Hydraulic Relationship between Hulun Lake and Cretaceous Confined Aquifer Using Hydrochemistry and Isotopic Data

Abstract

Groundwater is one of the key sources of water recharge in Hulun Lake. In order to trace the location of the confined aquifer of the deep groundwater that recharges the lake, hydrogeochemical characteristic analysis and hydrogen and oxygen stable isotope sampling and analysis were performed on the lake water, phreatic water and multi-layer cretaceous confined water in the same region of the Hulun Lake basin. The hydraulic relationships between the lake and various aquifers were then revealed through the use of hydrogen radioisotopes.
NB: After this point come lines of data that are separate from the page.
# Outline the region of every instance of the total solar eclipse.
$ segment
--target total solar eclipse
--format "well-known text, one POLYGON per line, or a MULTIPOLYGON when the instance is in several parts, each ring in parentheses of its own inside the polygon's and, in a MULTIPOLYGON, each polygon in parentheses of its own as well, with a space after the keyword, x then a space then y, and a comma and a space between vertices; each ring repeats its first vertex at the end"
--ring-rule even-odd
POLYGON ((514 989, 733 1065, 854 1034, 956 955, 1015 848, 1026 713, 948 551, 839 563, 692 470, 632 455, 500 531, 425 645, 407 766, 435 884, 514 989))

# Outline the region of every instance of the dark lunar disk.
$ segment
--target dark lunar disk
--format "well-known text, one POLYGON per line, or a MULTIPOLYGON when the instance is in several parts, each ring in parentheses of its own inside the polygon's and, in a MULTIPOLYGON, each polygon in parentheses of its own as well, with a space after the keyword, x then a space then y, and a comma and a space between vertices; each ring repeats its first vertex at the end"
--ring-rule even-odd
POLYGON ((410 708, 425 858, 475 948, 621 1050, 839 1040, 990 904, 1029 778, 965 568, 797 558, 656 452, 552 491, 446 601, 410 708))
The results show that the lake water, phreatic water and confined water are of the HCO3−Na type, and the content of stable isotopes (δD, δ18O) and radioisotopes (δ3H) is in the order of “confined water < phreatic water < lake water”. The main influencing factor of hydrochemical evolution in the phreatic water is the dissolution of feldspar; its age is about 26.66 years, and its renewal rate is nearly 3.75%. The main influencing factor of hydrochemical evolution in the K1y1, K1y2 and K1d1 Cretaceous confined water is evaporite dissolution (i.e., halite, gypsum); their renewal rate is less than 1%, and the discharge condition deteriorates with the increase in the aquifer roof burial depth. Phreatic water in the Jalainur Depression Zone supplies Hulun Lake under the condition of the existence of permafrost cover. The K1d2 confined water of the Lower Cretaceous–Damoguaihe Formation Coal Group II, with the deepest roof burial depth (441 m), shows significant differences in hydrochemistry, δD, δ18O and δ3H from the other K1y1, K1y2 and K1d1 Cretaceous confined waters in the same basin. The renewal rate (nearly 4.32%) of the K1d2 confined water is better than that of the phreatic water, and its hydrochemical characteristics are similar to those of the lake water and phreatic water, indicating that the Cuogang Fault and Xishan Fault, caused by crustal faults, resulted in the hydraulic relationship between the K1d2 confined water, lake water and phreatic water, resulting in drastic interannual changes in the lake water level. This study of lake–groundwater interactions in cold and arid regions can provide a theoretical basis for lakes’ sustainable development.